Blog: Latino Ed Beat

Latino Education Experts Ponder Impact of Free Community College Proposal

Source: Flickr/ COD Newsroom (CC BY 2.0)

Trends show that students of color are relying more heavily on community colleges as an “access point to low-cost, postsecondary education,” according to a recent report by the Center for American Progress.

It looks like they may be in luck: President Obama unveiled America’s College Promise last week, a plan to make two years of community college free for hard-working students. The White House estimates 9 million students could benefit from the plan if all states participate, and it has the potential to make a big impact on Latino college education — not only in regard to enrollment, but also, hopefully, completion. 

According to recent figures from Pew Research Center’s Hispanic Trends Project, the number of Latino 18 to 24 year olds enrolled in college full time has gone up 175 percent since 2000. However, there is still a significant lag in degree attainment when compared with other racial and ethnic groups. 

In 2012, 20 percent of Latino adults age 25 and older had an associate’s degree or higher, while the same was true of 36 percent of all adults. 

Finances play a big role in completion, according to several Latino experts I’ve interviewed for previous posts and the Center for American Progress report I quoted earlier. Deborah Santiago of Excelencia in Education has described the Latino student profile this way: low-income, first in the family to go to college, works more than 30 hours a week, and enrolls part-time at a community college or Hispanic-serving institution.

So if tuition costs were taken out of the equation, things could start to change.
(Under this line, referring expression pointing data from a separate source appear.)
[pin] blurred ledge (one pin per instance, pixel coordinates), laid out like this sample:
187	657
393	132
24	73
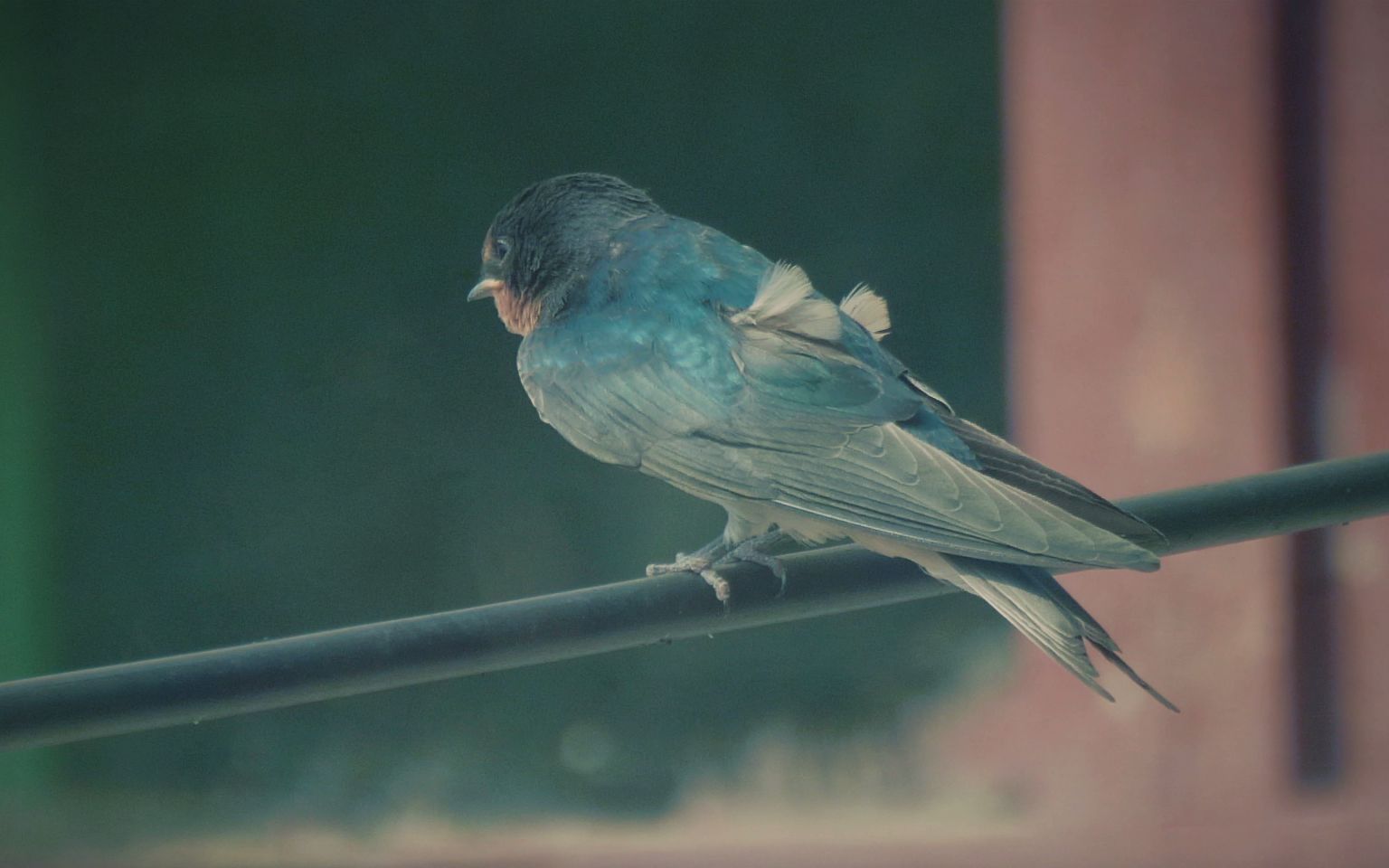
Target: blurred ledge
263	675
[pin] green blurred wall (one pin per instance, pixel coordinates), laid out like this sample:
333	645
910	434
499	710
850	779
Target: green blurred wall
267	409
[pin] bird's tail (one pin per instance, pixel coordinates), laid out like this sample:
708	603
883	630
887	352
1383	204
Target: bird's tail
1035	603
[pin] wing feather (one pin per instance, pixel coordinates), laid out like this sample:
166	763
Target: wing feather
787	419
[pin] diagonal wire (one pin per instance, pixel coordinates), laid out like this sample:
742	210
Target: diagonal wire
263	675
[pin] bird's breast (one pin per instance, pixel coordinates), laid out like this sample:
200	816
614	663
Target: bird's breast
520	314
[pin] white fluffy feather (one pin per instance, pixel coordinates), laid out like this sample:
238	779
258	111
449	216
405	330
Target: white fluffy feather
868	308
787	302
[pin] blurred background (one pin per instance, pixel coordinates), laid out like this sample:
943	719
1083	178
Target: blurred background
242	398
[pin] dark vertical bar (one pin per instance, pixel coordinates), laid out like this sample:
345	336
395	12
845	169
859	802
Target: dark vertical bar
1316	706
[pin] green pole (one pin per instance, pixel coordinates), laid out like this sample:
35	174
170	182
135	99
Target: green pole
25	577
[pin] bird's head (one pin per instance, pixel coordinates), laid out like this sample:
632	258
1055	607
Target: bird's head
546	241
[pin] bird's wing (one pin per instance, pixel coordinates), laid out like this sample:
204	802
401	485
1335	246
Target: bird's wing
764	404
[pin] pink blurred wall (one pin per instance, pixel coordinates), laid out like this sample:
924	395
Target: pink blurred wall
1146	199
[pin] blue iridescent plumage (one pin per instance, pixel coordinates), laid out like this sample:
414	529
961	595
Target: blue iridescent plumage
658	344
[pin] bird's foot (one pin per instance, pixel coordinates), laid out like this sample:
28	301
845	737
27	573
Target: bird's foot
694	561
718	553
754	552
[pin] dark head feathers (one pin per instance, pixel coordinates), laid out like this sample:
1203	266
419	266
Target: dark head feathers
549	236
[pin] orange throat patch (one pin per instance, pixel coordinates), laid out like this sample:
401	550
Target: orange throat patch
518	316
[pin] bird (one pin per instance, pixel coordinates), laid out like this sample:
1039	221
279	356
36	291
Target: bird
657	344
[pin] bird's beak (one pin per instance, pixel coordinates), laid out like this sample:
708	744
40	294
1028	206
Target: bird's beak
485	289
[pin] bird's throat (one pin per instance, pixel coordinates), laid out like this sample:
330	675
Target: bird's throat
518	314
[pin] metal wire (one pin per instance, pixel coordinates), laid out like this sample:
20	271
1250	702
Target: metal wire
263	675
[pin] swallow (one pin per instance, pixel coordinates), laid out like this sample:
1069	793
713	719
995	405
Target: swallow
661	344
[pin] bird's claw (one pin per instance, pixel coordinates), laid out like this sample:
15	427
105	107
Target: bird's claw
718	583
684	562
753	553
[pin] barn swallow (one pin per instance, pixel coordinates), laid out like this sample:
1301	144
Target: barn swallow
661	344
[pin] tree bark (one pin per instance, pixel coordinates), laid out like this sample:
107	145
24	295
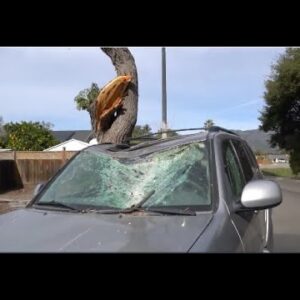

However, as experts point out in a recent NBC News article, the president’s proposal still leaves low-income families footing the bill for housing, textbooks and other costs beyond tuition. 

Marta Tienda, a professor of demographics and sociology at Princeton University, told NBC she agrees with the premise of Obama’s proposal, but she’s not sure much will really change if we’re not ultimately steering students toward four-year colleges.

“While some professions like dental hygienist or nurse practitioner call for a two-year associate degree, for many other fields and majors, two years of community college is only a ladder that doesn’t by itself guarantee continuation, explained Tienda,” the article states. 

According to the White House fact sheet released after Obama’s announcement, by 2020, an estimated 35 percent of job openings will require at least a bachelor’s degree. 

“One year of college is better than none, but it’s not what we want for Latino students, who are the fastest-growing segment of the population that will be supporting an aging population,” Tienda said. 

In 1996, President Clinton promoted tax credits with the goal of making at least two years of college “the standard for all Americans,” but it didn’t last beyond his presidency, Santiago notes in the article, adding, ”I hope we don’t send mixed messages to our community and then in two years whoever comes in de-emphasizes the issue of access and affordability in higher education. It’s harder and harder for Latino students to see that.”